Not Everyone Has Access to Quality Cancer Surgery, But Global Commission Aims to Change That
Surgery is a primary pillar of cancer care. Almost 80% of patients with solid tumors will need surgery during the course of their cancer treatment. However, in some countries, 9 out of 10 people cannot access even basic surgical care.
A new Lancet Oncology Commission on Global Cancer Surgery is addressing this lack of access. In a report released in November, the commission lays out a roadmap to reduce inequities and promote safe, timely and affordable cancer surgery for all patients.
“It’s important to understand that Moffitt is at the forefront of this,” explained Dr. Daniel Anaya, chief of Gastrointestinal Surgery and head of the Hepatobiliary Section at Moffitt Cancer Center, who served on The Lancet Oncology Commission that developed the report. “As a leading cancer center in the U.S., an important part of our role and service to the community is to help define cancer treatments for patients across the globe. As such, Moffitt recognizes the fact that surgery is critical for cancer care, across all stages and along the whole continuum of the patient journey.

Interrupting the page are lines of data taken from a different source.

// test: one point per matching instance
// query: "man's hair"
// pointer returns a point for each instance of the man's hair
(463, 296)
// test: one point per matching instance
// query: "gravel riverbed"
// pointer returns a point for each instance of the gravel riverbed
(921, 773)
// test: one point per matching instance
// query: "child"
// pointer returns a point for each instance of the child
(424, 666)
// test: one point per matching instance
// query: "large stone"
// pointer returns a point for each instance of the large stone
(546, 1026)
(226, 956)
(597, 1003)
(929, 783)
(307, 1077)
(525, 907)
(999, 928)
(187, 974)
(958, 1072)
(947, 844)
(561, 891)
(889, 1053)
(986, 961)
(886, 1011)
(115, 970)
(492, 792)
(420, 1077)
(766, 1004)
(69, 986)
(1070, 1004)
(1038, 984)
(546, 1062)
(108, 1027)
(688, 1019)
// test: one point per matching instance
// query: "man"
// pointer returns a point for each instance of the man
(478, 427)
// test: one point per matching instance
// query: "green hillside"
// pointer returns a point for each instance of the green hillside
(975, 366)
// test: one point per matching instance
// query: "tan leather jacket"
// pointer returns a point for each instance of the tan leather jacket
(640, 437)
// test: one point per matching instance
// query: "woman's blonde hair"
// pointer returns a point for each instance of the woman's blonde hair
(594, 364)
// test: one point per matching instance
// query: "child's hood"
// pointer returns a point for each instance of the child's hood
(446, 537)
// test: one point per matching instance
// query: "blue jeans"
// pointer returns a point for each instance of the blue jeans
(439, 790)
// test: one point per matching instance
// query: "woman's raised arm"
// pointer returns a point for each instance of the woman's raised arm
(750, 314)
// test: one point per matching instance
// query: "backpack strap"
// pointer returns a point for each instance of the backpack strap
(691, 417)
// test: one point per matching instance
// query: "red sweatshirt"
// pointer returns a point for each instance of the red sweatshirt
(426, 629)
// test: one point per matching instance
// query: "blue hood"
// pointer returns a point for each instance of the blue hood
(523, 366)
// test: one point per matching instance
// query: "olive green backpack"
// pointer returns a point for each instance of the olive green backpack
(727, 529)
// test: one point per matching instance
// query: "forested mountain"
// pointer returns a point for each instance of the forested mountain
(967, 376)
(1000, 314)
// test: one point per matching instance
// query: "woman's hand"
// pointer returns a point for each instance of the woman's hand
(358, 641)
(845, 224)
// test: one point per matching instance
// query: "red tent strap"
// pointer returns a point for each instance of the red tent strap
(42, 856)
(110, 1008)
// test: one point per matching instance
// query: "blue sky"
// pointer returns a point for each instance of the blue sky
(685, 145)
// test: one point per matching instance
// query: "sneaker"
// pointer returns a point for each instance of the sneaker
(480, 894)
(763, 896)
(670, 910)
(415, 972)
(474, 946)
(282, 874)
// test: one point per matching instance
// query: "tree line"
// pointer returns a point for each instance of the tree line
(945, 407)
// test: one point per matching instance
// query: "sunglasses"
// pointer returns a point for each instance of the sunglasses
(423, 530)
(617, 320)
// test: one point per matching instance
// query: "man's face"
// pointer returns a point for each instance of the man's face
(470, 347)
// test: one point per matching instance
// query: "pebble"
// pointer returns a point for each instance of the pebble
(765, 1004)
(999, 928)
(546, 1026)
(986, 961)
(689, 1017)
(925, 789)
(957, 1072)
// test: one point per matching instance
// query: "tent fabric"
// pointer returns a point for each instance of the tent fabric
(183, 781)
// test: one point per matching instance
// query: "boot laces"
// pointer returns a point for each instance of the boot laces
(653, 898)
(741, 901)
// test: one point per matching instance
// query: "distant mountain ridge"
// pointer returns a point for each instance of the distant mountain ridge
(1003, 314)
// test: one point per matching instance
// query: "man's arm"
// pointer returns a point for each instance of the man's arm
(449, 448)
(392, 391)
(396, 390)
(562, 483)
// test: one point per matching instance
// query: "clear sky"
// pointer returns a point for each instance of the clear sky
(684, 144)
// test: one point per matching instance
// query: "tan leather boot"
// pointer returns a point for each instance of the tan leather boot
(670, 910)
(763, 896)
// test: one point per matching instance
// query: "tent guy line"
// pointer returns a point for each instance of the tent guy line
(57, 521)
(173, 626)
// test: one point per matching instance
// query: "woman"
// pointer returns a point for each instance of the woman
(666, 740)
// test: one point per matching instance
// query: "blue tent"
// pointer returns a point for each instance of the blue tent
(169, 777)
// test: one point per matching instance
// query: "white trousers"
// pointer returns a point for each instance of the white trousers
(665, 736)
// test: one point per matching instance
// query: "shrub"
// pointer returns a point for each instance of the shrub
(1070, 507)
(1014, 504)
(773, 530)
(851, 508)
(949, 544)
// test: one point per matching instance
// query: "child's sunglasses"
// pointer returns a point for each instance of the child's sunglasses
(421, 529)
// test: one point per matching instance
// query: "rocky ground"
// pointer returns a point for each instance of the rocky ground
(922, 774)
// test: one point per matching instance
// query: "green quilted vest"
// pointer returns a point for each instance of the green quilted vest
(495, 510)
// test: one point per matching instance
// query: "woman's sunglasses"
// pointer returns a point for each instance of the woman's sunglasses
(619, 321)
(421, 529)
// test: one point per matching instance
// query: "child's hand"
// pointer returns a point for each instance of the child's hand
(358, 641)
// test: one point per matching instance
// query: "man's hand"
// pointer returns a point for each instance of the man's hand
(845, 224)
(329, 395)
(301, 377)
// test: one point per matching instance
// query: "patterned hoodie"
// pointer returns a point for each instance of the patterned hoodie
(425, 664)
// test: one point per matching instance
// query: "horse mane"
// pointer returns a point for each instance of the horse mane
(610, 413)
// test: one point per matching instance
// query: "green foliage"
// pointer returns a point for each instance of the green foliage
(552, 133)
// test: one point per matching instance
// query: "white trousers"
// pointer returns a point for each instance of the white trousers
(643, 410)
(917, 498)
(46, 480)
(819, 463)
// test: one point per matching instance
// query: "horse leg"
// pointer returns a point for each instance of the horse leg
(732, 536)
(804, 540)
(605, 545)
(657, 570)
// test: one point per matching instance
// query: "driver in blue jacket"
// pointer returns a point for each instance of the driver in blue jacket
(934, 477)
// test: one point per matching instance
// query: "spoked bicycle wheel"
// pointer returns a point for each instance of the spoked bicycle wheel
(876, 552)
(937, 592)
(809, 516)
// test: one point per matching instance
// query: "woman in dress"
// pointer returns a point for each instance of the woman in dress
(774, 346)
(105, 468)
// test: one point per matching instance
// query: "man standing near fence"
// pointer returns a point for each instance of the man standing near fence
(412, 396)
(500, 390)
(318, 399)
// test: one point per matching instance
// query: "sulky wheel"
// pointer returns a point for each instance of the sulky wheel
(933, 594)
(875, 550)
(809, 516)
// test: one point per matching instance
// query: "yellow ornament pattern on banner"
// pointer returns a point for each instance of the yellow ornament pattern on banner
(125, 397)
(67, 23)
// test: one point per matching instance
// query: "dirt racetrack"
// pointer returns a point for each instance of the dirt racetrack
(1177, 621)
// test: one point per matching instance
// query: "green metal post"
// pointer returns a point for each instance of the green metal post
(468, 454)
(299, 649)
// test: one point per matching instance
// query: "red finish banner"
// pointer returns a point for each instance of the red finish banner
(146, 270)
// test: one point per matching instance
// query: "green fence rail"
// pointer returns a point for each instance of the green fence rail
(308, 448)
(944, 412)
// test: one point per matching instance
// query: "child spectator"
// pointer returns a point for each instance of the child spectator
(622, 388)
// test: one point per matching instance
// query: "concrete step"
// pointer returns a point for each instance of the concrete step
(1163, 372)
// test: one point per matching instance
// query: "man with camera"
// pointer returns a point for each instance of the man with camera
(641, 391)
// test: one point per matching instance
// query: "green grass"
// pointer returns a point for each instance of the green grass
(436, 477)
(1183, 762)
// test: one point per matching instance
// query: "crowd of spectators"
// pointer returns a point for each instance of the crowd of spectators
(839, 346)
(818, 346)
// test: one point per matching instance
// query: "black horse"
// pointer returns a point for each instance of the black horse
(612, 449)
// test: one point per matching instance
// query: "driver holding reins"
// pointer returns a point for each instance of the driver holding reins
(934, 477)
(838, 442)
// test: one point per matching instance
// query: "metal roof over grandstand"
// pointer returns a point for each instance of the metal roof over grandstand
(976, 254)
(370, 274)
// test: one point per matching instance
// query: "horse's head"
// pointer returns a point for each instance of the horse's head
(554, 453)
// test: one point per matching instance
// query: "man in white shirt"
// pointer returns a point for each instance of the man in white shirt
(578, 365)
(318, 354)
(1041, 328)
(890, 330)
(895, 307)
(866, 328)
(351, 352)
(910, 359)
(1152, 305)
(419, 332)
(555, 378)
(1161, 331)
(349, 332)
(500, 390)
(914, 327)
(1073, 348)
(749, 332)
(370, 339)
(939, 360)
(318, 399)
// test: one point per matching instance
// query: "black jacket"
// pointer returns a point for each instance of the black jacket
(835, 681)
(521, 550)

In fact, in many cases, including those for the most common and fatal cancers, surgery is the only treatment approach that can alone or in combination provide a cure.”
The commission, which is made up of global cancer surgery leaders from each region of the World Health Organization, looked at the challenges of providing access to surgery through a broad public health lens. It also considered the context of the different geographic locations. It looked at the political, societal, economic and public health context of each location, as well as the cancer epidemiology unique to each region.
The new report builds on findings from the initial Lancet Oncology Commission on Global Cancer Surgery, which were released in 2015. The original report documented the extraordinary need for cancer surgery on a worldwide scale. After eight years of progress, the commission’s new report promotes solutions for addressing inequities in delivering cancer surgical care around the world.
“Surgery is a critical component and driver of cancer care,” Anaya said. “It is critical for prevention, screening, diagnosis, treatment, palliation, surveillance and subsequent treatment. When you consider that, the impact of providing access to high-quality cancer surgery everywhere is substantial. This is true not only for each individual patient, but from a public health perspective that has downstream effects that can positively impact the society as a whole.”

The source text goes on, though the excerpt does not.